The Searchlight boys had learned their lesson from last time. When we started towards the mainframe room, they redirected us to a quiet suite down the hall with bare walls and one-way glass isolating a control room. I turned up the heat and gave Charlie an apple while they sat him in the chair and set up their wires that tracked all the way back to the mainframe. He sat quietly and gulped his first food in days down to the seeds and stem. Then he licked the remaining juice from his fingers and sucked on the seeds before I made him spit them back out. He hardly grumbled at all during the set up, only whimpering a little when one of the techs bumped the sore spot on his head. Then we emptied the room of everyone except the tech running the switches nearest to Charlie and a few of the handlers. I watched from behind the one-way glass as he started to tremble during the calibration runs. It was obvious when they switched over to data collection as Charlie immediately tried to get up out of the chair and peel off the electrodes on his head. They told me ahead of time that they’d redone some calculation and turned the amplitude down to minimize his reaction with these early tests. It was certainly milder than before but the handlers still had to hold him in place through the rest of the sequence. He vocalized more and more as they finished the run and the scientists responded in kind by complaining about how the handlers’ proximity was affecting their readings.

So they switched to straps on the arms of the chair for the next few tests. Charlie kicked up when they tried to pull his arm away from bracing his side and even gave a half-hearted snap at the tech who tied down his hand. It was certain now that I’d have to look at those ribs when we were through, maybe wrap them if he started to show signs of troubled breathing.

Three hours later, he was limp in the chair and sweating profusely. I told them it was time for an early break; it was that or let Charlie pass out on his own from exhaustion and dehydration.

I brought in blankets and made a nest for him in the corner. He hardly reacted when the handlers hoisted him out of the chair and gave him slack on the lead. I coaxed him over and showed him the bowl of barley and sweet milk I had for him. He crawled over eventually and curled up in the blankets shivering. I put the bowel on the floor in front of him, afraid he’d spill it if I tried to hand it to him. He dipped his fingers in and scooped the gruel into his mouth slowly. As he ate, I gently cleaned the swollen eye and wrapped up his chest with wide bandages. It covered several of the tattoos on his back (which usually was something he never tolerated) but he hardly seemed to mind. Then I made him sip nearly a half-liter of water before finally letting him close his eyes and sleep.

When it came time to begin again, I woke him gently. He gave me one of those looks then, the type that make one understand immediately why our ancestors mistook these creatures for human or believed them to be magical half-human hybrids. There was such resignation and weariness in his gaze that, had he been human, surely he would have sighed aloud or perhaps burst into frustrated tears. As it was, he had neither the mental capacity to form such abstract emotions nor the ability to communicate them. He was merely mimicking a previously observed human behavior, as any number of other species would learn to do after prolonged exposure to humans. By the time he was tugged into position and ready for the next run, the expression was gone replaced by the blankness of an animal accepting its place in the hierarchy and submitting quietly.
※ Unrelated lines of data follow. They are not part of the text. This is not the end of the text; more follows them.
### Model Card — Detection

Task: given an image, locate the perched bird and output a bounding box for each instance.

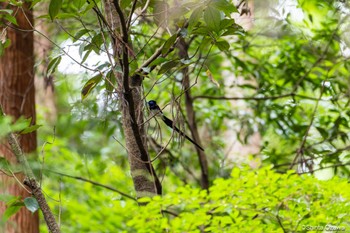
[148,100,204,151]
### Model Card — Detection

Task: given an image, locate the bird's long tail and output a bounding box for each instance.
[162,115,204,151]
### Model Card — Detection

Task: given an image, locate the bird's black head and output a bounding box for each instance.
[148,100,159,110]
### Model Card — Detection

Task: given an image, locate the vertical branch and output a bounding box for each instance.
[178,38,209,190]
[0,105,60,233]
[113,0,162,196]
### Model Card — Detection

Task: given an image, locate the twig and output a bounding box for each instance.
[49,171,136,201]
[0,105,60,233]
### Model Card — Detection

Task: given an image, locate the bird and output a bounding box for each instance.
[148,100,204,151]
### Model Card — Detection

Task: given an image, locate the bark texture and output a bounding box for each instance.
[178,38,209,190]
[104,0,162,198]
[0,3,39,233]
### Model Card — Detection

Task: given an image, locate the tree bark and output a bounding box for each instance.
[0,3,39,233]
[178,38,209,190]
[104,0,162,198]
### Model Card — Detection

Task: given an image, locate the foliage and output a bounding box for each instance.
[0,0,350,232]
[38,167,350,232]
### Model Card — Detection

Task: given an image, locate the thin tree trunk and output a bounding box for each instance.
[104,0,162,198]
[0,3,39,233]
[178,38,209,190]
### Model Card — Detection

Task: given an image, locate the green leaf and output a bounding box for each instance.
[21,125,42,134]
[23,197,39,213]
[4,14,18,26]
[149,57,168,67]
[188,6,203,30]
[0,157,9,172]
[46,56,62,76]
[211,0,238,16]
[162,34,177,55]
[158,61,179,75]
[204,5,221,31]
[73,28,90,42]
[2,200,24,222]
[49,0,62,20]
[0,9,13,15]
[81,74,102,100]
[105,70,117,92]
[215,40,230,51]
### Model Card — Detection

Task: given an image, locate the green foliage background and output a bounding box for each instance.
[1,0,350,233]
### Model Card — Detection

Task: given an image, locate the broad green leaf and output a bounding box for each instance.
[211,0,238,17]
[81,74,102,100]
[49,0,62,20]
[73,28,90,42]
[204,5,221,31]
[215,39,230,52]
[23,197,39,213]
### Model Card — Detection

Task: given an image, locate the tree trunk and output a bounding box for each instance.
[0,3,39,233]
[178,38,209,190]
[104,0,162,198]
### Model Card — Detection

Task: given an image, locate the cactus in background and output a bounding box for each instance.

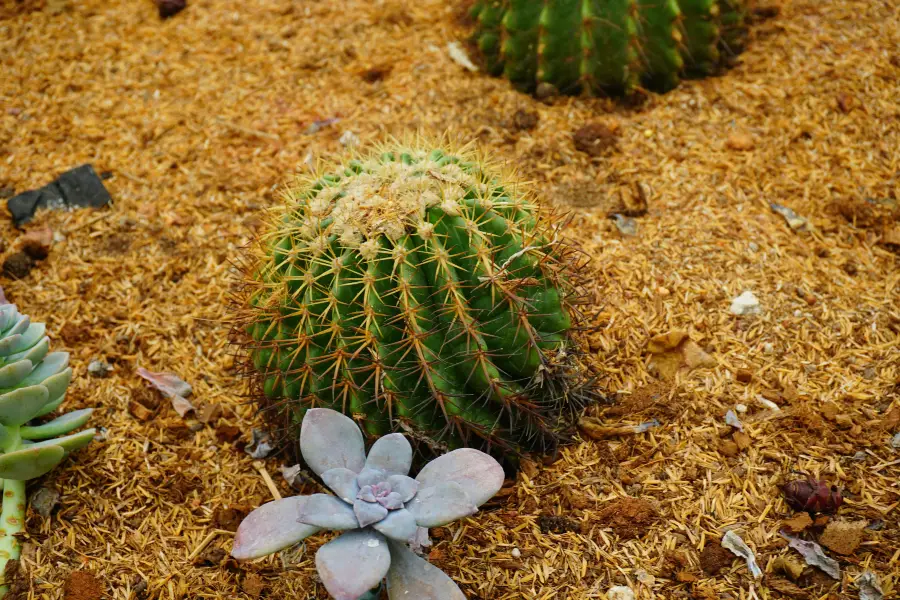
[0,304,94,597]
[470,0,748,95]
[236,137,597,464]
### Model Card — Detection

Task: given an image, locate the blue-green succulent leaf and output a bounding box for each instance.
[366,433,412,475]
[372,508,418,542]
[297,494,360,531]
[0,385,50,427]
[300,408,366,476]
[0,360,34,388]
[231,496,322,560]
[316,529,390,600]
[0,446,66,481]
[406,481,478,527]
[387,542,466,600]
[416,448,504,506]
[28,428,97,454]
[19,408,94,440]
[322,467,359,504]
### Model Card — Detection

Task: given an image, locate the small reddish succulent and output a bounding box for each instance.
[781,477,844,515]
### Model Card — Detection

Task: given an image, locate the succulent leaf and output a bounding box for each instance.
[406,481,478,527]
[387,542,466,600]
[322,467,359,504]
[300,408,366,475]
[19,408,94,438]
[316,529,390,600]
[297,494,364,531]
[231,496,321,560]
[0,360,32,388]
[353,500,388,527]
[387,475,419,502]
[0,445,66,481]
[372,508,418,543]
[416,448,504,506]
[0,385,50,427]
[366,433,412,475]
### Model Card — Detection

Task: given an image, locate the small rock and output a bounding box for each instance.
[735,369,753,383]
[612,213,637,237]
[596,498,659,539]
[213,504,250,531]
[572,123,619,156]
[700,542,734,575]
[197,403,222,425]
[63,571,104,600]
[725,131,756,151]
[837,93,854,114]
[606,585,634,600]
[538,515,581,533]
[819,521,868,555]
[534,81,559,100]
[731,431,751,451]
[154,0,187,19]
[128,400,154,421]
[241,573,266,598]
[22,227,53,260]
[6,164,110,227]
[772,556,812,580]
[675,571,700,583]
[781,512,812,533]
[194,548,227,567]
[730,290,762,315]
[719,440,741,458]
[3,252,34,279]
[216,425,241,444]
[88,358,113,377]
[30,487,59,517]
[338,129,359,148]
[513,110,540,131]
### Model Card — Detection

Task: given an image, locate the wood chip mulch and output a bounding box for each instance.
[0,0,900,600]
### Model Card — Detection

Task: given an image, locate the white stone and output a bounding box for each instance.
[606,585,634,600]
[731,291,762,315]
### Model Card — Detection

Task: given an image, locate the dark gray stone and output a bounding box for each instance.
[7,165,111,227]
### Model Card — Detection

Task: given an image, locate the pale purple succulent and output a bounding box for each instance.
[231,408,503,600]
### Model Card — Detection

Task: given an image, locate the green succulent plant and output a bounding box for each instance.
[0,304,95,597]
[237,137,597,464]
[470,0,749,95]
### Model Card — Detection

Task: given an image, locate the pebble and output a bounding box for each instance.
[88,358,112,377]
[606,585,634,600]
[731,291,762,315]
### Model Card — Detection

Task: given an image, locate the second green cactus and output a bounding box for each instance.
[471,0,748,95]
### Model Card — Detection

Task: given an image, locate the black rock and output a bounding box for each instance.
[3,252,34,279]
[7,165,110,227]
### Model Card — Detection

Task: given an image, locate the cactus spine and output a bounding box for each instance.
[471,0,747,95]
[237,142,593,462]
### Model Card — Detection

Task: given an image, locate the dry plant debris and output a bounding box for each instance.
[0,0,900,600]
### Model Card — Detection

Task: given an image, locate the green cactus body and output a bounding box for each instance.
[0,304,94,597]
[241,141,596,460]
[471,0,747,95]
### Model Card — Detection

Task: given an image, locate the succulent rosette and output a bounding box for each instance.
[232,408,504,600]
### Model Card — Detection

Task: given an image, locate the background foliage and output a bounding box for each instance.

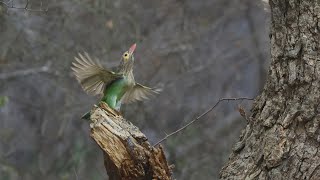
[0,0,269,180]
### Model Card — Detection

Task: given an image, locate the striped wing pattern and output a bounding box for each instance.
[71,52,122,95]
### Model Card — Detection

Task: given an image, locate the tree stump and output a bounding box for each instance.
[90,102,172,180]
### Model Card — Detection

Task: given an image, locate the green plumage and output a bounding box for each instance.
[71,44,159,119]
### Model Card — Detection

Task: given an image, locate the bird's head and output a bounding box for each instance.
[122,43,137,63]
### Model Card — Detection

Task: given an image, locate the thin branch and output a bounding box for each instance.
[153,97,254,147]
[0,0,48,12]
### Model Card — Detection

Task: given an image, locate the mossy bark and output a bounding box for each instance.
[90,103,172,180]
[220,0,320,180]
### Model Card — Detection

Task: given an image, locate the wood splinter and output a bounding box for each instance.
[90,102,173,180]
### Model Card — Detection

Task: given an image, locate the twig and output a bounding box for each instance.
[0,61,51,80]
[0,0,48,12]
[153,97,254,147]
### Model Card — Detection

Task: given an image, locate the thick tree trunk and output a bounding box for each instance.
[220,0,320,180]
[90,103,171,180]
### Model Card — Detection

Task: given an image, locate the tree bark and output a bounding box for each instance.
[220,0,320,180]
[90,102,172,180]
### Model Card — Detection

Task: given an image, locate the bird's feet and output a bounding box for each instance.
[99,102,122,116]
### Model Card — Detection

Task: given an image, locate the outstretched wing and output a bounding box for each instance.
[71,52,122,95]
[121,83,161,104]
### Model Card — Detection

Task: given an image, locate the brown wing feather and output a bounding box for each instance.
[121,83,161,104]
[71,52,122,95]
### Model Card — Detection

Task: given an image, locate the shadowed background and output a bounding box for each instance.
[0,0,269,180]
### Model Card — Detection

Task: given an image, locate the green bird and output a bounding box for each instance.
[71,44,160,119]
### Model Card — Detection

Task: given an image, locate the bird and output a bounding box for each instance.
[71,43,161,119]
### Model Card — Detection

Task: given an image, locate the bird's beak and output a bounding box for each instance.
[129,43,137,55]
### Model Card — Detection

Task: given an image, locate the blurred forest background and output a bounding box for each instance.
[0,0,269,180]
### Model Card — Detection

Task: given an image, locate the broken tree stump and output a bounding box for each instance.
[90,102,172,180]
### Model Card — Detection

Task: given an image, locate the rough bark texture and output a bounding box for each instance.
[90,103,171,180]
[220,0,320,180]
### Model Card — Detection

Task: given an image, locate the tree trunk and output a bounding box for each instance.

He developed a peculiar behavior that afternoon. After tweaking the output frequency so their data recovery was optimized, Charlie began fidgeting. He lifted his legs from the floor and began writhing so they were close under his restrained hands. This gave everyone in the control room a completely unobstructed view of his genitals (and sparked some tittering and nudging from the younger research fellows.) A handler tried to make him sit still but he hissed and snapped until he maneuvered himself enough to scratch his knee. The handler laughed and made a lewd comment about that itch you can never quite scratch which started more giggles and furtive looks in my direction. Charlie ignored all this, however, and kept scratching. And scratching, and scratching until there were red streaks all down his legs. He was working on some truly impressive feats of flexibility in an attempt to get the bottoms of his feet when the chair finally tipped over. The electrodes ripped, technicians screeched, Charlie yelped and the handlers rushed forward to untangle everyone in a frighteningly-familiar mess. Charlie didn’t fight back this time, though. The moment his hands were free, he was too busy scratching his arms and chest to even protect his ribs properly. _What’s gone wrong with It now?_ I heard one of the handlers ask. They stood back and let him writhe and scratch himself on the floor until I came in and told them to stop dicking around and pull his hands away. Some of his efforts were breaking the skin and the last thing I wanted was to deal with open sores or a skin infection on top of everything else.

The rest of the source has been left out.